Overall Time: 4:41:09
Overall Place: 7 of 350
Age Group Place: 2nd
I’m not sure exactly what this was. It wasn’t an “A” race, nor was it simply a fun run. It was a solid effort without taxing my reserves, and most importantly it was an easy way to claim a Front Runner NY record.
In 2009 Front Runner legend Patrick Guilfoyle ran the 60K, probably with the intent of running it faster than any Front Runner had previously done. I’m told that Tim Guscott mentioned Peter McGrane’s then-club record (5:15:55) to Patrick, which may have provided motivation and a target to run. It was no surprise when Patrick ran a 4:50:26 (7:48 pace) and re-set the FRNY club record.
Having dabbled in some ultramarathons before, I thought that 7:48 pace was a bit soft for a club record. I figured that I could run faster and without going for broke. And so that’s how I found myself in Central Park at the start line to the NYRR NYC 60K (formerly “Knickerbocker”) on a cold Saturday morning in November. Ego had driven me to sign up to claim the record, but self-restraint was keeping me from racing all-out. I still had a much more important race on my calendar — the Lookout Mountain 50 Miler — and this would be a good tune-up long distance race.

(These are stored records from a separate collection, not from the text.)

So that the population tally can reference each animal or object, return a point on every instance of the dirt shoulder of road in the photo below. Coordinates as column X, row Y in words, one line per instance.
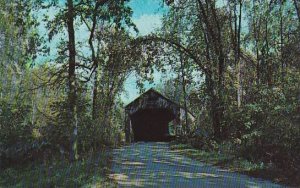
column 237, row 164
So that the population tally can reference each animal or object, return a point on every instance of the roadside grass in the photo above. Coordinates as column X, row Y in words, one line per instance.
column 89, row 172
column 237, row 164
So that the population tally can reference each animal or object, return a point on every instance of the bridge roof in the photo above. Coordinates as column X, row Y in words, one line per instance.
column 153, row 99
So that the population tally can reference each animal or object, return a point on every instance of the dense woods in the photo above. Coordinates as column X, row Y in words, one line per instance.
column 234, row 64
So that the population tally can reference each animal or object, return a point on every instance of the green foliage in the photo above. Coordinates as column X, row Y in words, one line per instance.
column 88, row 172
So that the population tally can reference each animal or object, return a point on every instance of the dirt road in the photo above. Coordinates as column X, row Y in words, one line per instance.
column 155, row 165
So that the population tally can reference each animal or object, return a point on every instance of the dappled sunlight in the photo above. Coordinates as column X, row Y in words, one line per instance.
column 132, row 163
column 155, row 165
column 198, row 175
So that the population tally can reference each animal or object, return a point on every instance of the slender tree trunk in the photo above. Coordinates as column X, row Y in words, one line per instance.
column 95, row 97
column 239, row 89
column 281, row 41
column 297, row 9
column 182, row 64
column 72, row 96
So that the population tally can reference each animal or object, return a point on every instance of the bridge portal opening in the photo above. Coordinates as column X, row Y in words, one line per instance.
column 151, row 125
column 147, row 118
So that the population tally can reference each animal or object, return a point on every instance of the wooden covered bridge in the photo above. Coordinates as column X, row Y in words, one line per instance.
column 147, row 118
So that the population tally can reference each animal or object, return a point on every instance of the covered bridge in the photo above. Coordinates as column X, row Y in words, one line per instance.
column 147, row 118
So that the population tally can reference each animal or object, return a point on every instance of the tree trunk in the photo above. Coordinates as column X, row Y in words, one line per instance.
column 297, row 9
column 95, row 96
column 72, row 96
column 187, row 130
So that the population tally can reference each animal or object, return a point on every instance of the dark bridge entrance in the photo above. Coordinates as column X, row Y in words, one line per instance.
column 151, row 125
column 147, row 118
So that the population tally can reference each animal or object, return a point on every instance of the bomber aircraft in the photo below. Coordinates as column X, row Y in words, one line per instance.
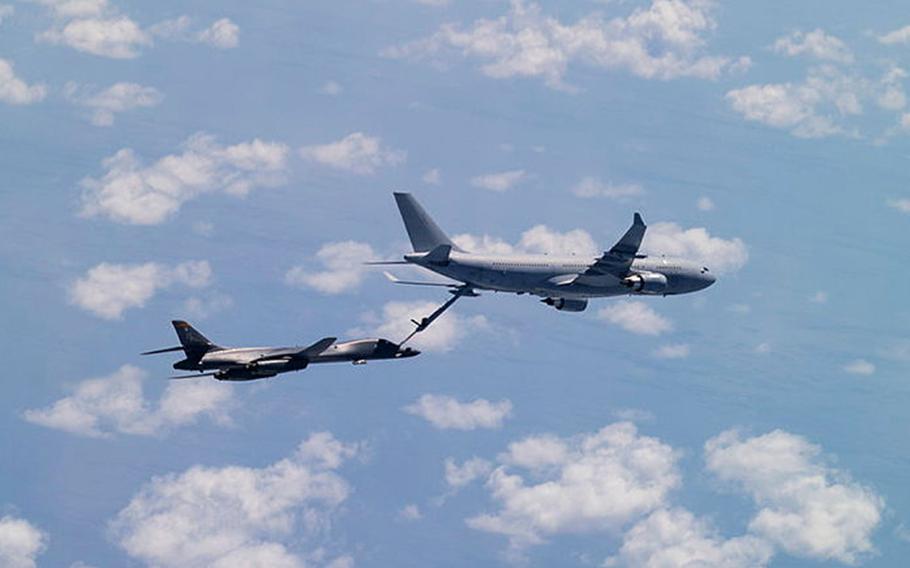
column 249, row 363
column 564, row 282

The course this year was modified and simplified. Instead of the historical out-and-back 1.3-mile section along the 102nd street transverse followed by 9 clockwise loops around the inner 4-mile loop of Central Park, this year’s 60K not only changed direction (we would run counter-clockwise with the flow of most foot traffic), but omitted the opening out-and-back section in favor of a 5-mile loop followed by eight 4-mile loops.
I was happy to change the direction of the race; running upstream for almost 5 hours and fighting through joggers and tourists wasn’t my ideal Saturday morning race scenario. Unfortunately it also meant running up Cat Hill 9 times, which didn’t thrill me. But it’s a loop course, which means an uphill at one section means a downhill on another. I didn’t care that much.
The gun went off and Peter Ciaccia was there to wish everyone a great race. My friend Gen ran the first 2 loops with me, I suppose as his final long run before the Philadelphia Marathon the following weekend (he would go on to run his first sub-3!). I was happy for the company and my pacing was spot-on at 7:30. Unfortunately after the first two loops he had to call it a day, and so it would be just me and the 4-mile loop of Central Park.
There’s not a whole lot you can say about this race. It’s just the 4-mile loop on repeat. The hills get a bit taxing, especially going up Cat Hill 9 times. There is a water station on the east side and the west side of the course so you’re never more than 2 miles from aid. There are lots of people running in the park, not because of the race but just because it’s a lovely Saturday morning, so it feels as if you have plenty of company even if most of the runners are just going for their morning 5K jog.
I can at least mention the crowds. Because of the loop format, if you’re lucky enough to be in a large running club that supports you then there’s a good chance they’ll send out a crew to cheer you on. All they have to do is stay put and they’ll see you as many times as they wish. Better yet, some will run the opposite direction to see and cheer you along twice as many times. And inevitably there are those who will also run with you for support and to break up the monotony of the course. I had all three of these things. Front Runners had a great cheer zone at the bottom of the west side at 72nd Street. In addition, a number of them ran the opposite direction of the course and cheered me on from multiple points. And Richard White was nice enough to run me through the final loop of the course when I was starting to hurt.
If you run in the top 10 or 15 positions, you’ll be lapping people beginning halfway through the race. This was my only sense of accomplishment other than maintaining a steady pace. Otherwise I just set my legs to cruise control and tried to check out mentally. I wouldn’t even pay attention to the number of laps I had left because you start to forget silly things like that (“Was that lap 6, or 7?”). Instead I knew my finishing time would be around 4 hours and 40 minutes, so I just focused on running until I had an hour left to go and then I could start counting down.
In the end I managed fairly even splits — some miles were faster than others, but then were slowed down by bathroom breaks or stops to get fuel and hydration. I crossed in 4:41:09 (7:33 pace), to set a new record for FRNY and place 7th overall for the race. I was happy. I waited around to see the other Front Runners finish (Connor, Manja, Kurt), and called it a day. Within a half hour I was back home, showered, and ready for a nap. Ah, the benefits of an ultramarathon in your city’s back yard!